Passada a surpresa inicial, digerido o primeiro mal-estar resultante da decisão de Ma­cron, a Dinamarca e os Países Baixos (nova designação oficial da Holanda) acabaram por ver os seus parlamentos nacionais associarem-se à decisão francesa, ainda que limitando e circuns­crevendo as suas reservas ao caso albanês, essencialmente por receio do sur­gimento de uma nova crise migratória e da proliferação do crime organizado dentro do espaço eu­ropeu.

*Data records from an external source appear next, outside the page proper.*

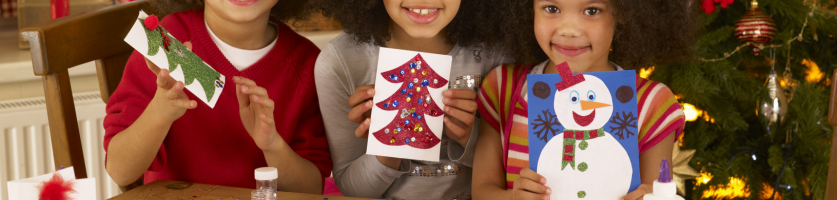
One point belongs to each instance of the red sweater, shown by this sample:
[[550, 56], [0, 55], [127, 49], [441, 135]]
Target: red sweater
[[211, 145]]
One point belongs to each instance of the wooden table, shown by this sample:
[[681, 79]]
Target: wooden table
[[185, 190]]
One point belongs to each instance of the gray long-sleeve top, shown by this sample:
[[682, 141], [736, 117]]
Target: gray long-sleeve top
[[344, 65]]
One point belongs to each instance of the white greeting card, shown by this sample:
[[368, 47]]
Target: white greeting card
[[162, 49], [407, 115]]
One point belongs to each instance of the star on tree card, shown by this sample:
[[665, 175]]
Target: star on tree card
[[583, 131], [407, 112], [161, 48]]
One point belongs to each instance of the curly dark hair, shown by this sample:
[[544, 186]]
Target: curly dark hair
[[283, 11], [648, 32], [474, 25]]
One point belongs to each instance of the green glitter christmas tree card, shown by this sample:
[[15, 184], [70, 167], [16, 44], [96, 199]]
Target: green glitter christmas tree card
[[161, 48]]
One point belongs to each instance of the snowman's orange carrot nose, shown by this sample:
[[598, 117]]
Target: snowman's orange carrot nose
[[587, 105]]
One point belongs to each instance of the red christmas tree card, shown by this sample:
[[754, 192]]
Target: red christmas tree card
[[408, 110]]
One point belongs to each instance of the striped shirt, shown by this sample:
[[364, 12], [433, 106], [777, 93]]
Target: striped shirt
[[503, 104]]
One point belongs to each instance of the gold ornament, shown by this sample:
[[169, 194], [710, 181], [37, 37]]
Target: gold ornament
[[680, 167], [755, 27]]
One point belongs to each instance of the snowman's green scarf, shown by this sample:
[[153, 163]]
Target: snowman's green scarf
[[570, 136]]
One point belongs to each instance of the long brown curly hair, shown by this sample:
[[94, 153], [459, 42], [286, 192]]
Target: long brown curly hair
[[648, 32], [283, 11]]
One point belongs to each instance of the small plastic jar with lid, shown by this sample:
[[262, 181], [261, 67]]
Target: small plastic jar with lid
[[266, 178]]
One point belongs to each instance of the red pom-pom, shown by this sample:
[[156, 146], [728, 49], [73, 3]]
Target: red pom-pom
[[725, 3], [151, 22], [56, 188], [708, 6]]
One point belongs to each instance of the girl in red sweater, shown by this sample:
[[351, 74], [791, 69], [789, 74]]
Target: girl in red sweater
[[266, 115]]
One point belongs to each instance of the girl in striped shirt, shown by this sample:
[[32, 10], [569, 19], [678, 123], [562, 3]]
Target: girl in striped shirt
[[592, 36]]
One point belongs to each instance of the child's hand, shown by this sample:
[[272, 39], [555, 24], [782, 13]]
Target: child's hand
[[169, 101], [460, 114], [256, 110], [361, 103], [530, 185], [639, 192]]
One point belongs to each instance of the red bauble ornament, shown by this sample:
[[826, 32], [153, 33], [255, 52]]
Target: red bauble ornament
[[151, 22], [755, 27]]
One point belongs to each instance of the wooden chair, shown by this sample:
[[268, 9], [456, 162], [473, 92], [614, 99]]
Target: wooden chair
[[57, 45], [831, 185]]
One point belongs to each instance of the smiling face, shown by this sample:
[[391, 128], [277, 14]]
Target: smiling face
[[422, 18], [584, 106], [239, 10], [576, 31]]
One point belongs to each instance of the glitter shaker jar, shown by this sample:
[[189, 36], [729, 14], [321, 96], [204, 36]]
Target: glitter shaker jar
[[266, 183]]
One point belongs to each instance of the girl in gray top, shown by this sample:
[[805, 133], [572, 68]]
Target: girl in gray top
[[345, 72]]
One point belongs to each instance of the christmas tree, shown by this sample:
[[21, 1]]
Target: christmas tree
[[757, 134], [412, 101], [178, 55]]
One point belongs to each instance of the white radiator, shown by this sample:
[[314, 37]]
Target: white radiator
[[26, 148]]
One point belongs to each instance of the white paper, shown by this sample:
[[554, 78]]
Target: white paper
[[27, 189], [138, 39], [389, 59]]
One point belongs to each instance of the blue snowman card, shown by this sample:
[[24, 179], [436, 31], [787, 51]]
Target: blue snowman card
[[583, 132]]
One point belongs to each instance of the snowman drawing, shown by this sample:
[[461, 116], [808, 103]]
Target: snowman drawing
[[584, 162]]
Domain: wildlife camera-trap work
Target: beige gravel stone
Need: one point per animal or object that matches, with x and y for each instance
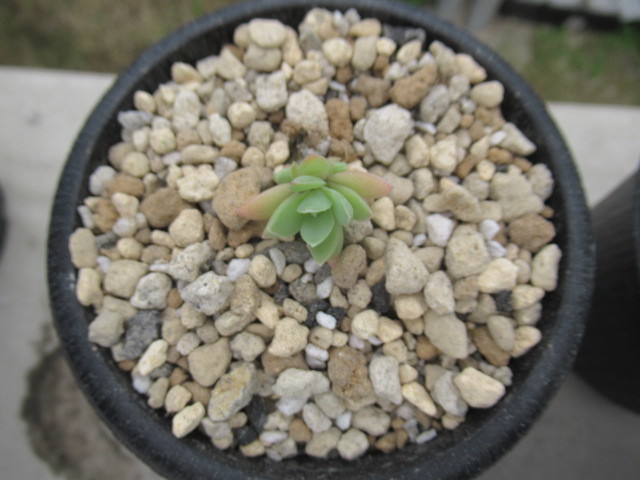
(447, 333)
(478, 389)
(544, 267)
(153, 357)
(416, 395)
(208, 363)
(187, 420)
(290, 337)
(123, 277)
(83, 248)
(498, 275)
(526, 337)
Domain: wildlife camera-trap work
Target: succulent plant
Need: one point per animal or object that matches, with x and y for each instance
(317, 197)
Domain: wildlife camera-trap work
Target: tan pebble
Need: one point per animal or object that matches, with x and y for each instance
(376, 91)
(348, 266)
(274, 365)
(388, 330)
(544, 267)
(290, 337)
(321, 337)
(365, 324)
(425, 349)
(501, 329)
(233, 191)
(409, 91)
(176, 399)
(447, 333)
(123, 276)
(526, 295)
(253, 449)
(531, 232)
(416, 394)
(263, 271)
(489, 348)
(410, 306)
(157, 392)
(291, 272)
(268, 314)
(83, 248)
(407, 373)
(478, 389)
(299, 431)
(162, 207)
(208, 363)
(187, 420)
(526, 337)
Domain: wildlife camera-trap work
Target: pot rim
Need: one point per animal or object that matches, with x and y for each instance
(454, 455)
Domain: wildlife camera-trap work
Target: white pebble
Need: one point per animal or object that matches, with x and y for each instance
(86, 216)
(411, 426)
(223, 166)
(291, 405)
(103, 263)
(311, 266)
(238, 267)
(343, 421)
(496, 250)
(337, 86)
(315, 363)
(419, 240)
(278, 259)
(489, 229)
(326, 320)
(440, 229)
(272, 436)
(427, 435)
(497, 137)
(323, 290)
(356, 342)
(141, 383)
(316, 352)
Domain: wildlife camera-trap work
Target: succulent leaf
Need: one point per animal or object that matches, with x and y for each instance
(262, 206)
(306, 182)
(284, 176)
(361, 210)
(365, 184)
(315, 201)
(338, 167)
(286, 221)
(330, 247)
(316, 166)
(315, 230)
(340, 206)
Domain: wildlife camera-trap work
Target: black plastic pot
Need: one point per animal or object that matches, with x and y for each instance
(462, 453)
(610, 356)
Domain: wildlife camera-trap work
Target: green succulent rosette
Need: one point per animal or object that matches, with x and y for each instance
(317, 198)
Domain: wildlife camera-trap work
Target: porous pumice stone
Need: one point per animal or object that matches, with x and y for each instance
(250, 340)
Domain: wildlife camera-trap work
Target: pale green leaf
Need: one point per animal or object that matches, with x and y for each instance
(306, 182)
(314, 202)
(361, 210)
(316, 229)
(340, 206)
(284, 176)
(330, 247)
(286, 221)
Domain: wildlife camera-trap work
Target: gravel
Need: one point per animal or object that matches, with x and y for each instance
(250, 340)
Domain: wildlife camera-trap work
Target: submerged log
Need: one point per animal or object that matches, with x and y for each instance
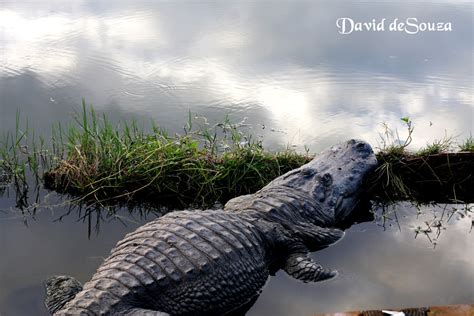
(452, 310)
(442, 178)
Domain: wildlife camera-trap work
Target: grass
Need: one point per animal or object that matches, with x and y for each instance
(468, 145)
(104, 163)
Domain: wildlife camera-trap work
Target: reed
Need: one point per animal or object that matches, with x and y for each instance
(105, 163)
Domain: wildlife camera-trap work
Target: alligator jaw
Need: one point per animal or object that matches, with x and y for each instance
(334, 178)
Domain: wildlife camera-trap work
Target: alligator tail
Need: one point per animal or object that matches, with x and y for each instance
(60, 289)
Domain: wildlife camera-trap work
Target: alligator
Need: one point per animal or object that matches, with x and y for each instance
(216, 262)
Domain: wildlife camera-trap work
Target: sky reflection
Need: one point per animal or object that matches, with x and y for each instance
(283, 65)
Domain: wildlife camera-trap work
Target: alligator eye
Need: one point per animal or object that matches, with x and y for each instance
(308, 172)
(326, 180)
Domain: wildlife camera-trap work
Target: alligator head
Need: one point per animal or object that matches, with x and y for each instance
(334, 178)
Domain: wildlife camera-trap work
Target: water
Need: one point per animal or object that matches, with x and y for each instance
(285, 67)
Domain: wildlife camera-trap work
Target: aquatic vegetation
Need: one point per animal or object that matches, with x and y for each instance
(105, 163)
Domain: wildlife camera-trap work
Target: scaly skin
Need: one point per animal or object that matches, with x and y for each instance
(217, 262)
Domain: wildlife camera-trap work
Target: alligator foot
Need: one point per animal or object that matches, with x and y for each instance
(302, 267)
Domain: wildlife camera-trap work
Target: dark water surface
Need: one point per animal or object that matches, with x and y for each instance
(282, 65)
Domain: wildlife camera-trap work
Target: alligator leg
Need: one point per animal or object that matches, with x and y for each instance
(300, 266)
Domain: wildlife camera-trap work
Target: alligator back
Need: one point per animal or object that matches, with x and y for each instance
(185, 262)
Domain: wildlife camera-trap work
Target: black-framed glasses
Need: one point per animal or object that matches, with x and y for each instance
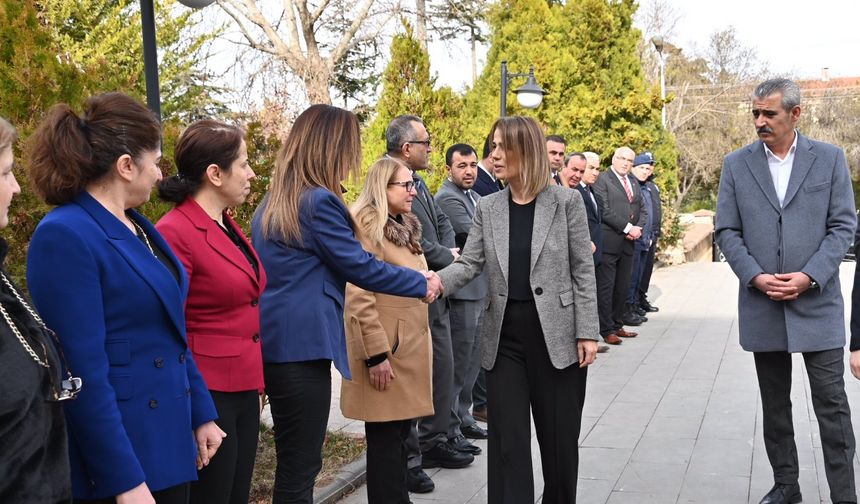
(408, 185)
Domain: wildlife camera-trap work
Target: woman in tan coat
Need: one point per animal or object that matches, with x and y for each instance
(388, 338)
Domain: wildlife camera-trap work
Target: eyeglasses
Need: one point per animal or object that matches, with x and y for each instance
(408, 185)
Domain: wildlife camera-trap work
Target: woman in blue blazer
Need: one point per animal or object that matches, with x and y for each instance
(306, 240)
(107, 283)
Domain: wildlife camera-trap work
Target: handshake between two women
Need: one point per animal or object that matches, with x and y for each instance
(434, 286)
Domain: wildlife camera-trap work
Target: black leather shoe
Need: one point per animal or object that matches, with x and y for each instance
(474, 432)
(783, 494)
(444, 455)
(461, 444)
(417, 481)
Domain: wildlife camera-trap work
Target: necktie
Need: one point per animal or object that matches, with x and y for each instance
(627, 189)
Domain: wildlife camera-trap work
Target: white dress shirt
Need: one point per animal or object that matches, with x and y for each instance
(780, 169)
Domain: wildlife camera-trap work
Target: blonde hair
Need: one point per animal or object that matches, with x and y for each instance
(525, 147)
(370, 210)
(8, 135)
(323, 148)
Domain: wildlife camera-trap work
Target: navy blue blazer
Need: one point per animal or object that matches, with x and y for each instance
(595, 219)
(301, 309)
(118, 312)
(485, 184)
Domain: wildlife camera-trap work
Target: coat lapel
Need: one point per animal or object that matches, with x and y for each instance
(803, 160)
(500, 224)
(544, 212)
(757, 165)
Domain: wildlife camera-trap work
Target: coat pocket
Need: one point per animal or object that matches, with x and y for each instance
(566, 298)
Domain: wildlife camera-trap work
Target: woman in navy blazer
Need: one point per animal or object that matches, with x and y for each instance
(306, 241)
(222, 313)
(104, 279)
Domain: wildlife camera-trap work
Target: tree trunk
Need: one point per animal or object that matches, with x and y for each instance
(421, 23)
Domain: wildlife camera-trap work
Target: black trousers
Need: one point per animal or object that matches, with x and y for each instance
(300, 399)
(830, 403)
(178, 494)
(613, 280)
(386, 461)
(227, 478)
(524, 377)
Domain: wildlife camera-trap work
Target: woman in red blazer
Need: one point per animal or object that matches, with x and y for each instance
(225, 282)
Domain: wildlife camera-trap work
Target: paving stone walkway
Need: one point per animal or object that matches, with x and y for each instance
(672, 416)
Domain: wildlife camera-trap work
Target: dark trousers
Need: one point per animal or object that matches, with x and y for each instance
(300, 398)
(524, 377)
(613, 280)
(827, 387)
(386, 461)
(465, 318)
(227, 478)
(178, 494)
(432, 430)
(645, 282)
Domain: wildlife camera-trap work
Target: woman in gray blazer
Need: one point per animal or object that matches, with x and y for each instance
(540, 328)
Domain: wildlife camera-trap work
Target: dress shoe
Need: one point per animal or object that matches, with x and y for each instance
(474, 431)
(417, 481)
(611, 339)
(480, 414)
(783, 494)
(444, 455)
(461, 444)
(626, 334)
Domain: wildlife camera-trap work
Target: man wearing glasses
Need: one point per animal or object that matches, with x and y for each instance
(408, 141)
(624, 214)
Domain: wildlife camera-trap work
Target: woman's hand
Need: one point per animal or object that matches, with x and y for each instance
(855, 363)
(587, 351)
(209, 437)
(381, 375)
(137, 495)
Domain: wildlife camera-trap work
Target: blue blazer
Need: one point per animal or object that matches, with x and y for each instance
(119, 315)
(301, 309)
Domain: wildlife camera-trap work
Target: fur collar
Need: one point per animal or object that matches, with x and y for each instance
(406, 233)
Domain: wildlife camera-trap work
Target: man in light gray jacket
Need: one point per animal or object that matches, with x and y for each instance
(785, 218)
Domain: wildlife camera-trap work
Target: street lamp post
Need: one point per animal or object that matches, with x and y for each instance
(658, 45)
(529, 95)
(150, 50)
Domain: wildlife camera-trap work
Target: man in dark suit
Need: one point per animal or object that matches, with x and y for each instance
(785, 218)
(555, 146)
(624, 214)
(458, 201)
(486, 182)
(407, 140)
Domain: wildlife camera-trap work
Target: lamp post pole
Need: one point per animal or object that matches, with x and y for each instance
(150, 56)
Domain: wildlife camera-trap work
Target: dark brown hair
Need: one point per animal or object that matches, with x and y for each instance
(203, 143)
(324, 146)
(68, 152)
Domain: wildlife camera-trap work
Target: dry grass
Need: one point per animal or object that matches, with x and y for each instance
(339, 449)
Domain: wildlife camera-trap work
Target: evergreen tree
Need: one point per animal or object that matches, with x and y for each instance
(407, 88)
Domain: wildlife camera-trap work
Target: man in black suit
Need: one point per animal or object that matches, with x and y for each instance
(486, 183)
(624, 213)
(407, 140)
(555, 146)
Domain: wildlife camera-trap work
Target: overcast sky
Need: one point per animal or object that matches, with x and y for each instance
(795, 37)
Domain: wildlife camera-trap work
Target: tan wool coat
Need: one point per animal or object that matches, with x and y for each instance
(378, 323)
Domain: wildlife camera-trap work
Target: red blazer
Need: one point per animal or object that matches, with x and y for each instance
(222, 312)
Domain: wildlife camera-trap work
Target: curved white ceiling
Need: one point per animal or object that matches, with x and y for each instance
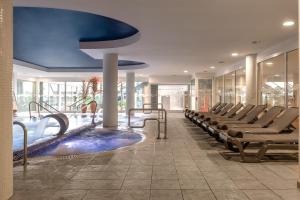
(191, 35)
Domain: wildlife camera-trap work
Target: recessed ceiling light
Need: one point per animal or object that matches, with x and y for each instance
(288, 23)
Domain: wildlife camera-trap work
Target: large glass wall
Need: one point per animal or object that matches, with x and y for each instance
(240, 87)
(233, 89)
(172, 96)
(219, 89)
(193, 95)
(229, 88)
(293, 78)
(53, 93)
(272, 81)
(205, 94)
(25, 94)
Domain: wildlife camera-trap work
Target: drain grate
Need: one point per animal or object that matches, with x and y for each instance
(67, 157)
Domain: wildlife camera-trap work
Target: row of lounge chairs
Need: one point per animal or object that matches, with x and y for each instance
(239, 126)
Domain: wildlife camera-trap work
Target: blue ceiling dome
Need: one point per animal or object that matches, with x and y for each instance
(51, 38)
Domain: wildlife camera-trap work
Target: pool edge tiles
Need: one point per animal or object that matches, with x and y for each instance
(18, 155)
(90, 141)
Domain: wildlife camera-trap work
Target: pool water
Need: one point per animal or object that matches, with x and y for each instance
(39, 132)
(45, 129)
(91, 141)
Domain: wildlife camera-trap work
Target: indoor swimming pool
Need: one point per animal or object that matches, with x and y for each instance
(41, 131)
(89, 141)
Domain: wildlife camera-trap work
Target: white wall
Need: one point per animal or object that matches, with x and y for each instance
(184, 79)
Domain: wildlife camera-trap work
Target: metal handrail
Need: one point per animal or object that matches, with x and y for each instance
(73, 104)
(25, 148)
(47, 104)
(94, 113)
(39, 106)
(147, 119)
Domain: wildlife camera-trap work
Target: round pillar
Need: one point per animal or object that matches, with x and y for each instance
(6, 70)
(130, 90)
(110, 90)
(251, 79)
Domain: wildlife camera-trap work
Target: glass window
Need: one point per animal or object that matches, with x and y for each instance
(139, 93)
(219, 89)
(121, 96)
(229, 88)
(193, 95)
(272, 81)
(205, 91)
(293, 78)
(240, 88)
(172, 96)
(25, 94)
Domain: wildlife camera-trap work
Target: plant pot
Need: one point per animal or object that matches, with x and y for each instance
(83, 108)
(93, 106)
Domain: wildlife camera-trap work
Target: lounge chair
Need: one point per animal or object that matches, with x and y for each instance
(264, 142)
(220, 113)
(241, 114)
(264, 121)
(215, 127)
(281, 124)
(229, 115)
(214, 112)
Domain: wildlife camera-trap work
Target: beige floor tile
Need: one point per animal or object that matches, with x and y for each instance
(261, 195)
(288, 194)
(198, 195)
(189, 184)
(165, 184)
(102, 195)
(166, 195)
(134, 195)
(230, 195)
(131, 184)
(249, 185)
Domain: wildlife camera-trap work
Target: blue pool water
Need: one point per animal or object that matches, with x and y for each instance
(41, 131)
(91, 141)
(46, 129)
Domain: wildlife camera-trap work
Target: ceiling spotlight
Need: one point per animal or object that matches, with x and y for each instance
(288, 23)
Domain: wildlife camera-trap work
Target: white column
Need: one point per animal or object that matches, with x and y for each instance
(251, 79)
(130, 91)
(298, 99)
(197, 98)
(147, 94)
(110, 90)
(6, 70)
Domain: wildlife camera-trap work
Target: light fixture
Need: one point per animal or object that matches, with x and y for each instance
(288, 23)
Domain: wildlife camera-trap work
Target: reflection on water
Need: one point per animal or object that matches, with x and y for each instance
(95, 140)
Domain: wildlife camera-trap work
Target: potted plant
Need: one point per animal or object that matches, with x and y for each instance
(84, 95)
(94, 85)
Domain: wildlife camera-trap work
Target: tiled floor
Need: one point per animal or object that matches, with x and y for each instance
(186, 166)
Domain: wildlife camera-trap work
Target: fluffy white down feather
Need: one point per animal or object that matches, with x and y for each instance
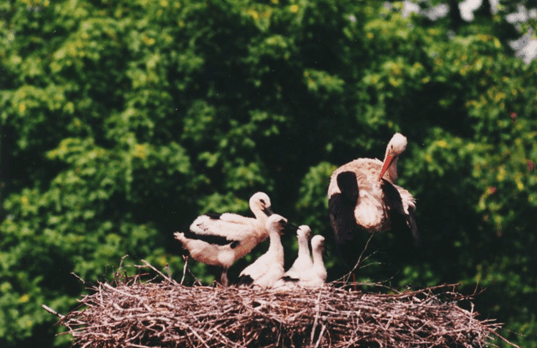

De entre as críticas mais ouvidas a esta posição francesa, depois secundada por dina­marqueses e holandeses, ouviu-se o argumento de que, deixando de fora da União estes Estados balcânicos, a União Europeia estaria a abrir as portas a que um triunvirato for­mado pela Rússia, pela Turquia e pela China pudessem aumentar de sobremaneira a sua influência económica e cultural naquela região europeia historicamente instável, berço de inúmeros conflitos de má memória, paredes-meias com a fronteira externa da União Europeia. Do ponto de vista geopolítico o argumento, prima facie, pode parecer proce­der e ter conteúdo.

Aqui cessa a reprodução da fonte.